Surtout que pour tenter de freiner l’inflation, la Banque d’Israël augmente régulièrement ses taux d’intérêt depuis plusieurs mois, la dernière en date encore cette semaine, avec un taux directeur qui atteint désormais 4,25%. Et le gouverneur de la banque centrale a laissé entendre que ce ne serait pas la dernière.

Surtout considérant que la dépréciation du shékel éloigne d’autant l’objectif fixé. Ce qui a donné lieu à une initiative malheureuse du ministre Likoud des Affaires étrangères, qui a proposé de créer un comité qui superviserait les décisions de la Banque d’Israël en matière de taux directeur. Eli Cohen s’est fait aussitôt taper sur les doigts par le ministre des Finances, mais aussi par le chef du gouvernement. Benyamin Netanyahou a rappelé que c’était lui qui avait fait passer la loi garantissant l’indépendance de la Banque d’Israël en matière de fixation des taux d’intérêt, et que ça n’allait pas changer. Et le plus intéressant, c’est que ce message, le Premier ministre israélien l’a formulé simultanément en hébreu et en anglais. Car Benyamin Netanyahou a parfaitement compris l’effet que la proposition aventureuse de son ministre pourrait faire fuir les investisseurs étrangers.
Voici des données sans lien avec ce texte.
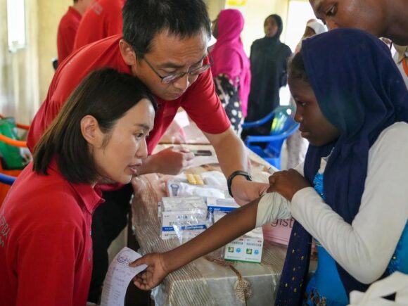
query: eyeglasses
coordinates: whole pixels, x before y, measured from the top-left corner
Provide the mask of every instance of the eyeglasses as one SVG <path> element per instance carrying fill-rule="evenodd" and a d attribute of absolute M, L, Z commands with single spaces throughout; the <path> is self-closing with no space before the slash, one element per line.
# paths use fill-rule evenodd
<path fill-rule="evenodd" d="M 146 62 L 146 64 L 148 65 L 148 66 L 153 71 L 153 72 L 155 72 L 156 75 L 160 78 L 162 84 L 169 84 L 173 82 L 176 82 L 177 79 L 181 79 L 186 75 L 189 75 L 189 76 L 197 76 L 208 70 L 208 68 L 211 67 L 211 65 L 212 65 L 212 63 L 214 63 L 212 57 L 210 53 L 208 53 L 208 59 L 210 60 L 210 63 L 208 63 L 207 65 L 204 65 L 203 66 L 199 67 L 196 69 L 193 69 L 186 72 L 175 73 L 174 75 L 166 75 L 165 77 L 162 77 L 160 75 L 159 75 L 159 73 L 156 71 L 156 70 L 153 68 L 153 66 L 146 59 L 145 57 L 143 58 L 143 60 Z"/>

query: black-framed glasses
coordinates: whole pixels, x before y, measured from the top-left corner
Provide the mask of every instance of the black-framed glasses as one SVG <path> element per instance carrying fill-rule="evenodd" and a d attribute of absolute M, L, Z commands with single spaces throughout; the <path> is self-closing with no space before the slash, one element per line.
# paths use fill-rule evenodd
<path fill-rule="evenodd" d="M 160 78 L 162 84 L 169 84 L 175 82 L 179 79 L 181 79 L 186 75 L 189 75 L 189 76 L 197 76 L 208 70 L 208 68 L 211 67 L 211 65 L 212 65 L 212 63 L 214 63 L 214 60 L 212 60 L 212 57 L 210 53 L 208 53 L 207 56 L 208 56 L 208 59 L 210 60 L 210 63 L 207 65 L 204 65 L 203 66 L 199 67 L 198 68 L 192 69 L 191 70 L 187 71 L 186 72 L 174 73 L 174 75 L 166 75 L 165 77 L 161 76 L 159 72 L 158 72 L 153 68 L 153 66 L 148 62 L 148 60 L 146 59 L 145 57 L 143 58 L 143 60 L 146 62 L 146 64 L 148 64 L 153 72 L 155 72 L 156 75 Z"/>

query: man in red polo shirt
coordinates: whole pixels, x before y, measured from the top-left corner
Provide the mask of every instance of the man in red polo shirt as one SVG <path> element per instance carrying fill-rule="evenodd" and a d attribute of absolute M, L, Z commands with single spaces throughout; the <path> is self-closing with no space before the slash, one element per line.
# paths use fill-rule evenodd
<path fill-rule="evenodd" d="M 89 7 L 78 27 L 74 51 L 86 44 L 122 34 L 125 0 L 97 0 Z"/>
<path fill-rule="evenodd" d="M 72 6 L 68 7 L 60 20 L 57 33 L 58 63 L 62 63 L 72 51 L 81 18 L 90 2 L 91 0 L 74 0 Z"/>
<path fill-rule="evenodd" d="M 258 198 L 269 185 L 249 181 L 245 146 L 230 127 L 208 69 L 210 59 L 207 47 L 211 30 L 204 2 L 127 0 L 123 8 L 123 23 L 122 37 L 110 37 L 80 49 L 58 69 L 31 125 L 27 139 L 30 149 L 32 151 L 79 81 L 92 70 L 110 67 L 139 77 L 157 97 L 154 128 L 147 139 L 149 156 L 144 160 L 138 174 L 175 174 L 191 162 L 191 153 L 174 148 L 151 154 L 181 106 L 213 146 L 222 171 L 229 177 L 236 200 L 243 204 Z M 95 212 L 94 275 L 90 301 L 97 301 L 98 294 L 91 291 L 100 292 L 108 268 L 106 250 L 112 238 L 127 224 L 131 193 L 129 185 L 117 191 L 105 192 L 106 203 Z"/>

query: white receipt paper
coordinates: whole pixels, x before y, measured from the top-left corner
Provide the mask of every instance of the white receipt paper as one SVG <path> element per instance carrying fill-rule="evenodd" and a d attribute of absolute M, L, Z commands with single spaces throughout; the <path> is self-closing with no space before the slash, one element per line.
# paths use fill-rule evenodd
<path fill-rule="evenodd" d="M 125 247 L 117 253 L 109 265 L 103 288 L 101 306 L 123 306 L 125 295 L 130 281 L 147 268 L 147 265 L 129 267 L 129 264 L 141 257 L 141 255 Z"/>

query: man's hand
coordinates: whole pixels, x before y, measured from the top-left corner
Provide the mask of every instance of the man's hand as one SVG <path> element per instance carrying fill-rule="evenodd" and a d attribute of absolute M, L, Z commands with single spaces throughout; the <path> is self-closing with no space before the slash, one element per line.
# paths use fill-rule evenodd
<path fill-rule="evenodd" d="M 264 194 L 269 186 L 267 184 L 247 181 L 241 175 L 236 176 L 232 180 L 231 191 L 234 199 L 240 205 L 243 205 Z"/>
<path fill-rule="evenodd" d="M 158 286 L 170 272 L 164 262 L 162 253 L 147 254 L 130 263 L 131 267 L 137 267 L 146 264 L 148 267 L 133 279 L 134 285 L 141 290 L 151 290 Z"/>
<path fill-rule="evenodd" d="M 177 175 L 191 165 L 193 158 L 194 154 L 189 150 L 171 146 L 146 158 L 139 173 Z"/>
<path fill-rule="evenodd" d="M 309 181 L 293 169 L 274 173 L 269 177 L 269 185 L 267 192 L 277 192 L 290 201 L 298 191 L 311 186 Z"/>

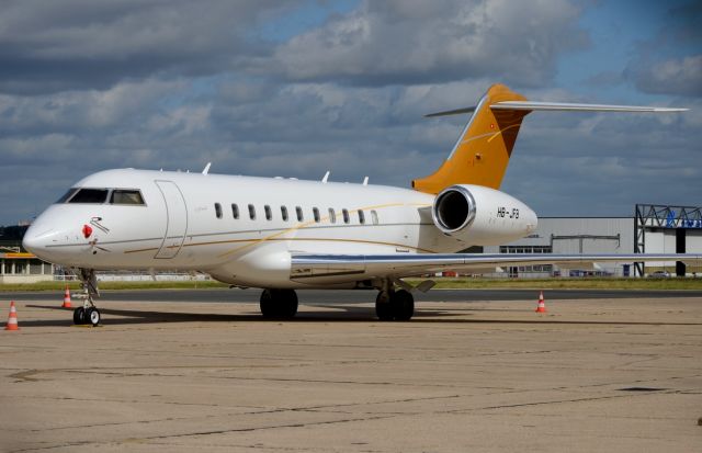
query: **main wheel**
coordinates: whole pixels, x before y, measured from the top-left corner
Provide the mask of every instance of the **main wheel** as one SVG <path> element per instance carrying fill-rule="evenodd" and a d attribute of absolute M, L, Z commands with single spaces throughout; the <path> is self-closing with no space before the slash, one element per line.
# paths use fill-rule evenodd
<path fill-rule="evenodd" d="M 73 310 L 73 324 L 76 326 L 86 324 L 86 309 L 83 307 L 78 307 Z"/>
<path fill-rule="evenodd" d="M 100 324 L 100 310 L 95 307 L 90 307 L 86 310 L 84 324 L 91 324 L 98 326 Z"/>
<path fill-rule="evenodd" d="M 297 314 L 297 294 L 294 290 L 263 290 L 261 315 L 267 319 L 291 319 Z"/>
<path fill-rule="evenodd" d="M 415 315 L 415 297 L 405 290 L 395 292 L 390 299 L 395 320 L 408 321 Z"/>
<path fill-rule="evenodd" d="M 295 290 L 280 290 L 279 316 L 283 319 L 292 319 L 297 315 L 297 293 Z"/>
<path fill-rule="evenodd" d="M 259 306 L 261 307 L 261 315 L 267 319 L 275 317 L 275 302 L 273 301 L 272 293 L 272 290 L 263 290 L 259 303 Z"/>
<path fill-rule="evenodd" d="M 386 293 L 377 293 L 377 297 L 375 298 L 375 316 L 382 321 L 392 321 L 395 319 L 390 301 L 392 296 L 388 296 Z"/>

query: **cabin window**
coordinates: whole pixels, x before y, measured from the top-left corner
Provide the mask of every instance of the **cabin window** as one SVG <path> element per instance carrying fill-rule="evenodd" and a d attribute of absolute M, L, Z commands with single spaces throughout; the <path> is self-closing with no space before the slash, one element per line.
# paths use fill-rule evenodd
<path fill-rule="evenodd" d="M 106 189 L 80 189 L 68 203 L 102 204 L 107 200 Z"/>
<path fill-rule="evenodd" d="M 110 203 L 139 204 L 139 205 L 145 204 L 144 199 L 141 197 L 141 192 L 137 190 L 124 190 L 124 189 L 113 190 L 112 195 L 110 195 Z"/>

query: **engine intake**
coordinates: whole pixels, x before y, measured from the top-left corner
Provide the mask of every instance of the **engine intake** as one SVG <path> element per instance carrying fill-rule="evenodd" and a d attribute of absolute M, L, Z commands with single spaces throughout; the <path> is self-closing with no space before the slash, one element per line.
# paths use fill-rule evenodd
<path fill-rule="evenodd" d="M 434 224 L 445 234 L 460 231 L 475 220 L 475 197 L 464 186 L 444 189 L 434 201 L 431 216 Z"/>

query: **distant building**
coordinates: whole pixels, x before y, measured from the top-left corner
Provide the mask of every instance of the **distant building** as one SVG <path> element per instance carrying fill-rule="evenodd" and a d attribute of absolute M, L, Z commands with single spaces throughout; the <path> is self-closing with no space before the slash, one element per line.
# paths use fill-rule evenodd
<path fill-rule="evenodd" d="M 0 252 L 0 283 L 35 283 L 54 280 L 54 264 L 32 253 Z"/>
<path fill-rule="evenodd" d="M 522 239 L 485 247 L 485 253 L 702 253 L 700 207 L 636 205 L 634 217 L 541 217 Z M 553 265 L 513 267 L 500 276 L 638 276 L 654 271 L 692 275 L 682 263 L 601 263 L 590 269 Z"/>

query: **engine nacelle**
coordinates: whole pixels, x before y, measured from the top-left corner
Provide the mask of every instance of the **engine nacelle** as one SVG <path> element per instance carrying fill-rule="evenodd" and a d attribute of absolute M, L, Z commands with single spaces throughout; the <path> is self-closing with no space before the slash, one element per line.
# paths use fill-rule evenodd
<path fill-rule="evenodd" d="M 472 246 L 520 239 L 536 229 L 536 214 L 524 203 L 494 189 L 460 184 L 444 189 L 431 208 L 434 225 Z"/>

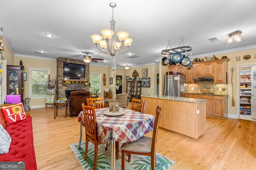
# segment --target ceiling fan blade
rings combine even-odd
[[[104,59],[91,59],[92,60],[104,60]]]

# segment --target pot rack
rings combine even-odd
[[[181,43],[183,43],[184,46],[180,47],[180,45],[181,44]],[[167,49],[167,48],[168,48],[168,46],[169,46],[169,45],[170,45],[171,48],[170,49]],[[186,53],[186,52],[190,51],[191,50],[192,50],[192,47],[185,46],[184,45],[184,42],[183,41],[183,37],[182,37],[181,41],[180,41],[180,45],[179,45],[179,47],[176,48],[172,48],[172,46],[171,45],[171,44],[169,40],[169,43],[168,44],[168,45],[167,45],[166,48],[165,50],[162,50],[162,52],[161,52],[161,54],[163,55],[167,56],[167,55],[172,55],[177,53]]]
Ce qui amène évidemment à la situation politique intérieure d’Israël. Depuis l’annonce du projet de réforme du système judiciaire porté par le nouveau gouvernement, des entrepreneurs du high-tech et des économistes israéliens, puis des experts étrangers, notamment de grandes banques et agences de notation, ont alerté sur les répercussions négatives pour l’économie israélienne d’un affaiblissement de ses institutions judiciaires. Le chef du gouvernement a eu beau envoyer des messages d’apaisement à destination des grands acteurs de la finance locale et mondiale, les banques israéliennes commencent à constater des demandes sur des transferts de fonds vers l’étranger, voire des mouvements de devises.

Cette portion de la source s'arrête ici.